B. Allowed for the greater good (Swinburne).

Provides humans with knowledge of the consequences of their actions (including similar actions performed upon other human beings). But - couldn't God have provided this knowledge innately?

C. Provides opportunities for the performance of morally good actions - compassion, patience,...

D. As integral to the nature of the animals. Austin Farrer's "Physical Accident" chapter.

In Farrer's earlier book (The Finite and the Infinite) he argued that creation necessarily involves a "splintering of being". God created a true multitude, not a single, smoothly functioning Cosmic Machine. For such a multitude to exist, there must be a "chaos of conflicting forms", that is, each created "substance" (independent being, like an organism or a particle) must have its own drives and propensities, uncoordinated and uncorrelated with those of distinct beings.

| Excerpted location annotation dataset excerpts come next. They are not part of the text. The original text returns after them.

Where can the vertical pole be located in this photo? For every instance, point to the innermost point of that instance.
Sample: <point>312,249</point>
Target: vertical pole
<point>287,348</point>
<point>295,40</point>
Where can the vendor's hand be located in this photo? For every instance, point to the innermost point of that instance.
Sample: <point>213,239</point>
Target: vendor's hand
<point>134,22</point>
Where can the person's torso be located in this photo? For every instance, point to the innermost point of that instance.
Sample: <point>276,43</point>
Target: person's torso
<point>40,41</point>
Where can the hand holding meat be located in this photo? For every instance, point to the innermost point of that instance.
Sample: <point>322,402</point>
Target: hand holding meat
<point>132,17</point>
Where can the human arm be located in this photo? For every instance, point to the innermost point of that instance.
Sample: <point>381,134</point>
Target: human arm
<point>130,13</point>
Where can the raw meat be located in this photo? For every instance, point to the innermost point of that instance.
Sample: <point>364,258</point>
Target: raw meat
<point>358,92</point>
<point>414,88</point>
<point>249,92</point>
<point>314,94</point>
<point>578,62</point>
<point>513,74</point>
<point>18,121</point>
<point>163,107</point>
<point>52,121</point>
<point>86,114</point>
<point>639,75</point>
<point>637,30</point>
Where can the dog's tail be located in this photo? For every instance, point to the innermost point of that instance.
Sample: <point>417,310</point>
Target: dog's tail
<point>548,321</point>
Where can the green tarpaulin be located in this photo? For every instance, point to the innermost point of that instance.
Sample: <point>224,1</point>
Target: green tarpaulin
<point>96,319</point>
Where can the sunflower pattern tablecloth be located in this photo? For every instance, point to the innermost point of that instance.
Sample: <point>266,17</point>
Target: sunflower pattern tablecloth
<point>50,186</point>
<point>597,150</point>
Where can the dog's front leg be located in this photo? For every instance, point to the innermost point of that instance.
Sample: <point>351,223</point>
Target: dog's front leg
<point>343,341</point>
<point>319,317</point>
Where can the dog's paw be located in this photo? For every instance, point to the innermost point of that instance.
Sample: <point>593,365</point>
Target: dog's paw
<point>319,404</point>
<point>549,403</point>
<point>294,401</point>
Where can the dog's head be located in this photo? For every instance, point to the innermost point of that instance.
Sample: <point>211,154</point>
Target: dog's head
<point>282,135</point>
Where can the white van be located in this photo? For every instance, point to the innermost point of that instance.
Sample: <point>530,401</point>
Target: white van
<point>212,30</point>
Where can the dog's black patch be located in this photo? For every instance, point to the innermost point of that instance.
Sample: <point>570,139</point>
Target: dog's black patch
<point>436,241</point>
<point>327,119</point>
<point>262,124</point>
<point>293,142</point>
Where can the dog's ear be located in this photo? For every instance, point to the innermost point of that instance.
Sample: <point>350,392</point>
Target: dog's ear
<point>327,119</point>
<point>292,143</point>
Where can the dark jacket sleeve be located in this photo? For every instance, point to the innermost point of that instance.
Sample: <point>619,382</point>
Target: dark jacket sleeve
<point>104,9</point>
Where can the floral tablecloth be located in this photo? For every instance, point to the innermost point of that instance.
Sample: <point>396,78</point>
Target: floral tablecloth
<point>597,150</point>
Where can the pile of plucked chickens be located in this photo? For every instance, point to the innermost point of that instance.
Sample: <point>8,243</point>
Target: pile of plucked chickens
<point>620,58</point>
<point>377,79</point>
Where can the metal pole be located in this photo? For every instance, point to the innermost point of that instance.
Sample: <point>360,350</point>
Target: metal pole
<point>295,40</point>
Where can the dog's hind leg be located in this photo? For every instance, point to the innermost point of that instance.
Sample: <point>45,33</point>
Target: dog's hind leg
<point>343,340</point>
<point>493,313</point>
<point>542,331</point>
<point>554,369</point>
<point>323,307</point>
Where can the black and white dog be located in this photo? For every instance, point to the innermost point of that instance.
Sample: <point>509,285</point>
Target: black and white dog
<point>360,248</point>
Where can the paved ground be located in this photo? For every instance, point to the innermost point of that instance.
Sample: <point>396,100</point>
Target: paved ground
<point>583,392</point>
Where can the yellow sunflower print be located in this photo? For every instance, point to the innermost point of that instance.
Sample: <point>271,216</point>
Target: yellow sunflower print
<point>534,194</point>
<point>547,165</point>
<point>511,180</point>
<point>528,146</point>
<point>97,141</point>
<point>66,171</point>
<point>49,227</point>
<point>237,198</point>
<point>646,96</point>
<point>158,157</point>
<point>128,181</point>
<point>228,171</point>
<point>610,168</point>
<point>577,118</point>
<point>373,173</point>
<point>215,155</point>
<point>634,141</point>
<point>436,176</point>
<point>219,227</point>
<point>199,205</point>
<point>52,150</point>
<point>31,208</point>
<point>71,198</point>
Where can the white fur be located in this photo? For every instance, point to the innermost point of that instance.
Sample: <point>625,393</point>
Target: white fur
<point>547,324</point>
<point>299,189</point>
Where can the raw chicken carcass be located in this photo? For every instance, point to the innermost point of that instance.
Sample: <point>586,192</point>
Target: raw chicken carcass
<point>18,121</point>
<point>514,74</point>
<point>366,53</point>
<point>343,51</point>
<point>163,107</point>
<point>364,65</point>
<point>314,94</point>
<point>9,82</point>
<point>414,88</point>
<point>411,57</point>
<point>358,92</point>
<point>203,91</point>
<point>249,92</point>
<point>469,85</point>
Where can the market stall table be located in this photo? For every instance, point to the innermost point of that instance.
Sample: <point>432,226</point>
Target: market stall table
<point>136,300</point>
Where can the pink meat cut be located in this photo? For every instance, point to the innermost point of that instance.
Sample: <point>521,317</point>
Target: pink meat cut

  1. As theists, we should look for order and harmony within each organism, not in the cosmos as a whole. It is logically impossible for a physical universe (with a multitude of physical beings) to exist without chance, mutual interference and disorder
  2. The uncoordinated, chancy actions of physical entities is analogous to human free will. Just as God cannot simply superimpose His own preferences on human choice without destroying our distinct existence, so too God cannot impose a coordinated scheme upon the actions of physical entities without destroying their distinct existence.
  3. Animal pain is a good -- the perception of harm, designed to guide the animal in life-enhancing directions. Some pain is pointless - this is inevitable. On the whole, pain is a good.
  4. In animal life, ills cannot predominate over blessings. Life itself is the avoidance of ills, so wherever life persists, goods must over-balance ills. Animal life is justified by the value of life itself.
  5. How does God love the sparrow? "By his creative action, by his continual sustenance and direction of her natural life' God is the God of the hawk as well as the sparrow. An analogy: do we consider it to be morally incumbent upon us to "rescue" small animals from their dangerous lives in the wild, so they can live long and peaceful lives in captivity?